Peter Oborne

The scene is set for a long and bitter constitutional battle

The scene is set for a long and bitter constitutional battle

issue 13 March 2004

Derry Irvine has not gone to pieces, as some former colleagues predicted that he would after being suddenly sacked as Lord Chancellor last June. Friends say that, if anything, he drinks less than he did in government and that his intellect is as sharp as ever.

Convention debars former lord chancellors from practising law after leaving office. This leaves Irvine with time on his hands. He sits assiduously on the back-benches of the House of Lords, always voting with the government. He voted with the government again on Monday night, but could not prevent the Constitutional Reform Bill plunging to defeat.

It is unlikely, however, that Irvine was greatly saddened. Friends say that he is horrified by the inept way ministers made their case, and is in any case privately opposed to most of the reform package. He would hardly be human if he did not take some pleasure in his successor, Lord Chancellor ‘Cheerful Chappie’ Falconer, making such a tremendous hash of things.

Monday was a humiliation for Falconer. A great deal was personally at stake for him.
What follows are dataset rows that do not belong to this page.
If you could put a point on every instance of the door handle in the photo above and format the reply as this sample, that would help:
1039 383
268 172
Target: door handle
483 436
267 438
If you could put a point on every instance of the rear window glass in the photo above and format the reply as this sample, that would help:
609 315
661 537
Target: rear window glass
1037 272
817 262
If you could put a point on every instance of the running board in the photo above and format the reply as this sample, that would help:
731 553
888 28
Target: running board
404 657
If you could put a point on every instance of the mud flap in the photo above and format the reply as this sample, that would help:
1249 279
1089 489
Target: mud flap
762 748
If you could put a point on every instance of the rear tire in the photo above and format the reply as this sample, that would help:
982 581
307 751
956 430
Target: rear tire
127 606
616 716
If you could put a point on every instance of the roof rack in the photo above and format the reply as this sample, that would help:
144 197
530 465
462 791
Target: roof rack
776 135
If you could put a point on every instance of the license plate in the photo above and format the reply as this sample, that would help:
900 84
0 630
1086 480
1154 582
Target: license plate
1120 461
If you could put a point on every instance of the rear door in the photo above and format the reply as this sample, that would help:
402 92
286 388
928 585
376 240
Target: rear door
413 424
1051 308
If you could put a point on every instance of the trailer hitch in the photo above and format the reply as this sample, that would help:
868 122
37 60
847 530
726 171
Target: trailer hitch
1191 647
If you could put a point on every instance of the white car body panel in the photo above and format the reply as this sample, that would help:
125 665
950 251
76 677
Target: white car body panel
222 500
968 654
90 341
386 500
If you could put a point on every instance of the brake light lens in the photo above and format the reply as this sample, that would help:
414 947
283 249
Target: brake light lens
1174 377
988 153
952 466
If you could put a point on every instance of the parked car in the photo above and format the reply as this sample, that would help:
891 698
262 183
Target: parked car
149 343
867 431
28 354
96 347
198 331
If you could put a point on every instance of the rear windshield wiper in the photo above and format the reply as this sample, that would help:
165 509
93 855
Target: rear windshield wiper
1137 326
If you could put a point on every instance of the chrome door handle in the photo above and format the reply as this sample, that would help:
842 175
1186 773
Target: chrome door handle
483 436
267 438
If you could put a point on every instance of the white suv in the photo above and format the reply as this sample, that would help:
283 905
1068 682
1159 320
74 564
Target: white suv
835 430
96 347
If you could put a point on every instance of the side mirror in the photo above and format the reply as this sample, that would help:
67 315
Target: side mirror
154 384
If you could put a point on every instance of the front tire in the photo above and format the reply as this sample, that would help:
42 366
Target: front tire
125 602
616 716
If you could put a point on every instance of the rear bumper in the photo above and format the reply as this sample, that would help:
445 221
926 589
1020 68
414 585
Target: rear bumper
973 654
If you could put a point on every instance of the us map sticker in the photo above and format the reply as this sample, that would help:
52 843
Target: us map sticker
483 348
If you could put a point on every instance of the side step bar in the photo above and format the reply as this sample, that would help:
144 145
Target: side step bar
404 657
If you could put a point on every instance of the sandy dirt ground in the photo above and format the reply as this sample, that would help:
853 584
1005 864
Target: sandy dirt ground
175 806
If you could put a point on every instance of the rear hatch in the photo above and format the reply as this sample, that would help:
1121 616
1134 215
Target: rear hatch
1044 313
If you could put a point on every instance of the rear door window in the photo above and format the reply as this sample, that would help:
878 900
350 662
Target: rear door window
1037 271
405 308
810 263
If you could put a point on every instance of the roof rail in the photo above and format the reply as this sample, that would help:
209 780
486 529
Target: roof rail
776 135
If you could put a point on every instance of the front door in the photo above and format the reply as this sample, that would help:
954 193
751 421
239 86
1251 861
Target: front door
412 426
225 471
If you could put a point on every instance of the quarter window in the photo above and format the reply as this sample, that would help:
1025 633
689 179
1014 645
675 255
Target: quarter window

He had convinced Cabinet colleagues that the government should introduce this heavyweight constitutional legislation not in the Commons — as precedent seemed to demand — but in the Lords. ‘We were naive,’ sighed a minister on Monday. ‘We thought Charlie would be in a stronger position to do a deal with the judiciary. We thought he could talk turkey with the law lords.’

Falconer certainly tried to strike a deal. But he failed. Seven current and former law lords voted against the motion; not a single one for the government. Two former Cabinet secretaries voted against (though former Treasury permanent secretary Lord Burns, angling for the BBC chairmanship, was in favour).